Correlation between renal function and thyroid autoantibodies
As shown in Table 2, the TPOAb titer is positively correlated with SCr and BUN (r=0.259, r=0.311, P<0.05) and negatively correlated with eGFR (r=–0.289, P<0.05). There was a negative correlation between TGAb and eGFR (r=–0.287, P<0.05), but there was no significant correlation between TGAb and SCr and BUN (P>0.05), whereas TRAb was not significantly associated with SCr, BUN, and eGFR (P>0.05).

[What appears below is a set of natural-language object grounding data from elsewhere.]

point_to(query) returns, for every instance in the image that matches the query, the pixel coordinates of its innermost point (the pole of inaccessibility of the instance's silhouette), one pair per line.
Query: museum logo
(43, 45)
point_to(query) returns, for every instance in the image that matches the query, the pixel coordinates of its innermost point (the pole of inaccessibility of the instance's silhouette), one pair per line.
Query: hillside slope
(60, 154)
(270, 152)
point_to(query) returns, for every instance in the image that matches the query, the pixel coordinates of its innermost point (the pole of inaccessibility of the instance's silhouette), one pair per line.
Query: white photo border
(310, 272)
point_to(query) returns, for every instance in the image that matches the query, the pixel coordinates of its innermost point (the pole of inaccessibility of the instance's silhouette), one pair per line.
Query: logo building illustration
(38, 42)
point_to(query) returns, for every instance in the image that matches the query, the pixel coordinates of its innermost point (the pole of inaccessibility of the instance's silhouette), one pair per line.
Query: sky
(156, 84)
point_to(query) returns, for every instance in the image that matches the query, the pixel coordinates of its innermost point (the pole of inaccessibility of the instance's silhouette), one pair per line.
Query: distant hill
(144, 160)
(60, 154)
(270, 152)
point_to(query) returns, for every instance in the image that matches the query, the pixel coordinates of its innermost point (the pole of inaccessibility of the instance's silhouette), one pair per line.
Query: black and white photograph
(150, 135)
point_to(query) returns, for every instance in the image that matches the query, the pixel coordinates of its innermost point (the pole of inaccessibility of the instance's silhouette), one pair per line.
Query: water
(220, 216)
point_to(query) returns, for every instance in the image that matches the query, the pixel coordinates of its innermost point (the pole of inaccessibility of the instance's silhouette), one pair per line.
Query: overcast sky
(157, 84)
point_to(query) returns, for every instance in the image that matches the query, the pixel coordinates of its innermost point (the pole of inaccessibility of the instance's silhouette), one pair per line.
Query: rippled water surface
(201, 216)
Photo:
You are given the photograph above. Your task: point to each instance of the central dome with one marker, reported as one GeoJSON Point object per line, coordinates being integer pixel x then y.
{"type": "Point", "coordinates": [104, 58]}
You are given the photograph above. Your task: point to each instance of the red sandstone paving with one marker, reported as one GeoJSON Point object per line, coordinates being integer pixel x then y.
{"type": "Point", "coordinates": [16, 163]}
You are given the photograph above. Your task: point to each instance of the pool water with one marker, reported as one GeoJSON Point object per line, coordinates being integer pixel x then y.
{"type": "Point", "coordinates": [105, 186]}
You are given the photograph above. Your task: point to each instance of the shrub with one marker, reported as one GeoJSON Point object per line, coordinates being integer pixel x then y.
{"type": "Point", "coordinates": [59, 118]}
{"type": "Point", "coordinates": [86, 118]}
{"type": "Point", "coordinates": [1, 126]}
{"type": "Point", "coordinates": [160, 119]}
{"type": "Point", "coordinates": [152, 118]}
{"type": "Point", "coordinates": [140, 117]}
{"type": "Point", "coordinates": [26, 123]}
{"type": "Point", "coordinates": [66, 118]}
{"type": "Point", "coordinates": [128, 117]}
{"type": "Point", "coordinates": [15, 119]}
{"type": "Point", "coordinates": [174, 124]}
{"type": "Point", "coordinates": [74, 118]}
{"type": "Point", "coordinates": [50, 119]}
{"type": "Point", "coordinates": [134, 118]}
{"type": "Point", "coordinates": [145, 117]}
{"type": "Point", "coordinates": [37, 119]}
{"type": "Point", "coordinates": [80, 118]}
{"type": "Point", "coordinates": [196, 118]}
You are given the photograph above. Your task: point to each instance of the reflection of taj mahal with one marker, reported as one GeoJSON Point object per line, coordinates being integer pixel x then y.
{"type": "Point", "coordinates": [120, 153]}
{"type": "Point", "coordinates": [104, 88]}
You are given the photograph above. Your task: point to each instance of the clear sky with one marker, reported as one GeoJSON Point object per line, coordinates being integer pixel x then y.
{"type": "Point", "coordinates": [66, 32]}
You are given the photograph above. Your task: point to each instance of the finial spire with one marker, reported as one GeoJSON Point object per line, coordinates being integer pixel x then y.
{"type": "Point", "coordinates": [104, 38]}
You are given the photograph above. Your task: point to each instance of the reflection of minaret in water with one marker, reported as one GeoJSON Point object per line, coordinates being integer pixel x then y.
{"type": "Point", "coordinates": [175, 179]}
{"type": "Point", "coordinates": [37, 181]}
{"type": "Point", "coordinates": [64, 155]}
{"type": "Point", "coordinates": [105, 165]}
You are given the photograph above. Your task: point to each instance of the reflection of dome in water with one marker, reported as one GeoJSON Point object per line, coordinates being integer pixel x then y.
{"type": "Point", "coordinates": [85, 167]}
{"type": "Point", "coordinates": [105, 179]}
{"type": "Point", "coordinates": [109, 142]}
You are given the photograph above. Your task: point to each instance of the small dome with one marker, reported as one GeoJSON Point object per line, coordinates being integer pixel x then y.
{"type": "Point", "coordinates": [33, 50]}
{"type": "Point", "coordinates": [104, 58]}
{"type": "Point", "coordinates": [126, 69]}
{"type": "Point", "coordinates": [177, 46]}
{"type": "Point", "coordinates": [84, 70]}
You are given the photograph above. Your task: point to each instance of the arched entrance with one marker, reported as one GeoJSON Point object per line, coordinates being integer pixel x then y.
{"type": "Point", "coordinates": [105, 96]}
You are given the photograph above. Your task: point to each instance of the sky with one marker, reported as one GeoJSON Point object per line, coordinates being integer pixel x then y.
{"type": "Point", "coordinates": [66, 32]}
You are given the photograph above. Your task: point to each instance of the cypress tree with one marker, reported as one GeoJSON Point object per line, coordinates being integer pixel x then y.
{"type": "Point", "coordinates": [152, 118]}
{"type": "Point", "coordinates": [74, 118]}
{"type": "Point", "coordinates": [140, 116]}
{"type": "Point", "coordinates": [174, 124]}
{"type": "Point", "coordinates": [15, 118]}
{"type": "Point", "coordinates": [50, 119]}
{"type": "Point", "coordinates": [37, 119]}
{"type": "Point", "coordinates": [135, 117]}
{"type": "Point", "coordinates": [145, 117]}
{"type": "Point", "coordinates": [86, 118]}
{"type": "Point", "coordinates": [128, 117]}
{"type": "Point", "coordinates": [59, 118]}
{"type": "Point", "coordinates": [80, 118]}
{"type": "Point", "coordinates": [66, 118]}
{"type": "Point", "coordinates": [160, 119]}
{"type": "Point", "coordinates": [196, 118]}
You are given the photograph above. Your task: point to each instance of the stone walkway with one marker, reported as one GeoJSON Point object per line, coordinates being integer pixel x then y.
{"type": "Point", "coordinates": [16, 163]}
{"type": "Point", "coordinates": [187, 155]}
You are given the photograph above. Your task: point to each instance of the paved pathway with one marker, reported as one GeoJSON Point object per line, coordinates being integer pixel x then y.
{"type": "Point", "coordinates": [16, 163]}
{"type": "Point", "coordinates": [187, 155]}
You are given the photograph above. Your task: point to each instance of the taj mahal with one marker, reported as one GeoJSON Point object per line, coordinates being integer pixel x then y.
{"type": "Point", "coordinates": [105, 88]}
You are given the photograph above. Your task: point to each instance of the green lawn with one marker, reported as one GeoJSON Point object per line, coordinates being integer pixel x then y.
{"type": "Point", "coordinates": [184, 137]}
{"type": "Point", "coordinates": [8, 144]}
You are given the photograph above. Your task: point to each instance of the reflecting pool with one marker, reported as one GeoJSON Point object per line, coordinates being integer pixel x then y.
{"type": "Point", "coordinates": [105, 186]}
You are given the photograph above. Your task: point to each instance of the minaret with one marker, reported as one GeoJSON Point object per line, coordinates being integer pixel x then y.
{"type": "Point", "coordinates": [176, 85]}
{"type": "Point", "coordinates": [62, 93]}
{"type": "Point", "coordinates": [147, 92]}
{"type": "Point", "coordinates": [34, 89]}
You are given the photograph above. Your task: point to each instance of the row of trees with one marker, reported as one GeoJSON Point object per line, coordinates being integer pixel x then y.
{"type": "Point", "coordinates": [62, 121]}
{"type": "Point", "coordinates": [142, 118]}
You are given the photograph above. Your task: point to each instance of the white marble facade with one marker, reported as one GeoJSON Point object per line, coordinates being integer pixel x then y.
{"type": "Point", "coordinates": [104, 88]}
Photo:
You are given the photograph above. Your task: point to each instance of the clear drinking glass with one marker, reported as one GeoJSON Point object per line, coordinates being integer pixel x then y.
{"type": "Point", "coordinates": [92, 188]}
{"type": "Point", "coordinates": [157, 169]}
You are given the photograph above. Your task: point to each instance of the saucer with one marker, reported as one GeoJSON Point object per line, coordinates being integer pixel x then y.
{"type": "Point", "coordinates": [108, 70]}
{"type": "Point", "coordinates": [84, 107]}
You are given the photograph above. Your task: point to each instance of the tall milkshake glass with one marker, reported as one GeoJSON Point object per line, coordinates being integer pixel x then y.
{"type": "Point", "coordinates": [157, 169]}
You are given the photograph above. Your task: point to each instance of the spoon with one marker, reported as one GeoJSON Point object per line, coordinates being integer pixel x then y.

Correlation of thyroid autoantibodies with CVD risk factors
As shown in Table 3, we used multiple linear regression to analyze the correlation between CVD risk factors and thyroid autoantibodies. After adjusting for age and sex, TPOAb and TGAb were found to be not significantly related to HGB, CRP, TG, TC, HDL-C, and LDL-C. A significant positive correlation was observed between TRAb and CRP (r=0.206, P<0.001).
As shown in Table 4, TPOAb and TGAb titers and positivity were statistically different between male and female patients. The correlations between diabetes, hypertension, HGB, CRP, TG, TC, HDL-C, and LDL-C levels and TPOAb and TGAb were statistically analyzed between different sexes.
As shown in Tables 5 and 6, men with diabetes had higher TPOAb and TGAb titers (r=0.137, P=0.023; r=0.159, P=0.011), whereas there was no significant correlation between TPOAb and TGAb with hypertension, HGB, CRP, TG, TC, HDL-C, and LDL-C (P>0.05).
In female patients, TPOAb and TGAb were significantly negatively correlated with HGB (r=–0.213, P=0.018; r=–0.188, P=0.019). There was no significant correlation between TPOAb and TGAb for hypertension, diabetes, CRP, TG, TC, HDL-C, and LDL-C (P>0.05).
Correlation of thyroid autoantibodies with markers of cardiac function
As shown in Table 7, after adjusting for age and sex, there was no significant correlation between TPOAb and TGAb and CK, CK-MB, HBDH, cTnT, Mb, and NT-proBNP. However, TRAb was significantly negatively correlated with Mb (r=–0.178, P=0.038), and positively correlated with NT-proBNP (r=0.213, P<0.001). Breaking the data down by sex, we found that TRAb was only associated with Mb and NT-proBNP in women (r=–0.190, P=0.015; r=0.313, P<0.001). There was no significant correlation between TPOAb and TGAb with CK, CK-MB, HBDH, cTnT, Mb, and NT-proBNP between men and women, as shown in Table 8.
Correlation of thyroid autoantibodies with echocardiographic parameters
We used multiple linear regression to analyze the correlation between thyroid autoantibodies and E/A, E/E’, E’/A’, and LVEF. After adjusting for age and sex, E/A was found to be not associated with thyroid autoantibodies (P>0.05). Patients who were TPOAb positive had higher E/E’ (r=0.181, P<0.001), while there was no significant correlation between E/E’ and TPOAb, TGAb, TRAb, and TGAb positivity (P>0.05). Interestingly, patients who were TPOAb positive had higher LVEF (r=0.159, P=0.007). In addition, LVEF was significantly negatively correlated with TRAb (r=–0.112, P=0.026). There was no significant correlation between E’/A’ and TPOAb, TGAb, TRAb, TPOAb and TGAb positivity (P>0.05), as shown in Table 9.
The prevalence and mortality of CKD is increasing worldwide. Despite rising medical standards and an increase in the average survival time of patients, CKD will eventually lead to end-stage renal disease (ESRD), which poses a great challenge. There is a close association between the thyroid and kidneys. Thyroid autoantibodies and their antigens may be deposited in the glomeruli and cause kidney damage. In addition, immune abnormalities in AITD patients may lead to secondary renal disease. Compared with the normal population, the prevalence of thyroid dysfunction is higher in patients with CKD. Patients with CKD often have CVD in the early stage, and CVD is the leading cause of death in patients with CKD.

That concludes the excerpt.